Friday, April 26, 2024

A walk down memory lane – in the City of Nitro

Ourview

The City of Nitro has updated its public records. They’re now on papyrus instead of clay tablets.

City officials hope to have the records on parchment by 2050 and maybe even loose-leaf paper by century’s end.

Talk about progressive.

You won’t believe what the city has planned for the fourth millennium: online searchable databases! Your tax dollars at work! Nitro on the move!

Of course, the city, like many government entities, is decades behind the private sector –which will have long since moved on to something better by the time Nitro goes digital – but, still, better late than never, right?

In the meantime, city officials can continue taking advantage of their (unintentional?) backwardness to avoid the transparency that the law requires of public servants – parceling out public documents (documents that belong to the citizens who paid for them with their taxes) as slowly and incompletely as they deign to.

Thanks to a recent decision by our state Supreme Court, city officials in Nitro (and other localities) can even charge citizens for searching records compiled at taxpayer expense (ostensibly for their benefit as citizens).

The court’s 4-1 decision overturned a Kanawha Circuit Court ruling that let the City charge for photocopying but not for document search time ($25 per hour).

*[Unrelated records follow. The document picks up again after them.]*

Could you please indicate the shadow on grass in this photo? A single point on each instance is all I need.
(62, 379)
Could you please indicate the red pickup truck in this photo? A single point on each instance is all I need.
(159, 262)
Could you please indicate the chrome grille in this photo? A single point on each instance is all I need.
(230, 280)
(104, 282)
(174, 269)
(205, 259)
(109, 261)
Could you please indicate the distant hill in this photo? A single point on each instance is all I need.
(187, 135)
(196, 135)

The ruling allows government agencies statewide to charge citizens hourly fees for finding public documents requested under the Freedom of Information Act.

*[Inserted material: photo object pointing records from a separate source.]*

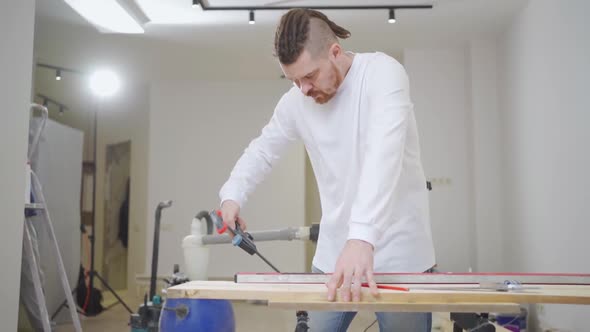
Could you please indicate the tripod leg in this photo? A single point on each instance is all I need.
(113, 291)
(64, 304)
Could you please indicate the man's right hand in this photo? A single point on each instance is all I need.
(230, 212)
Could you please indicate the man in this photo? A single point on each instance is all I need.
(354, 115)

Twenty-five dollars may not seem unreasonable for an hour’s worth of work, but West Virginia citizens are already paying the salaries of their public employees, aren’t they? And who believes that a ten-minute search won’t be dragged out over several hours – or days even – if public servants (or their superiors) prefer not to cooperate?

Wouldn’t the obvious solution be to put the documents online so citizens could search them any time they wanted to, free of charge, from the comfort of their own homes?

Surely our public servants have nothing to hide.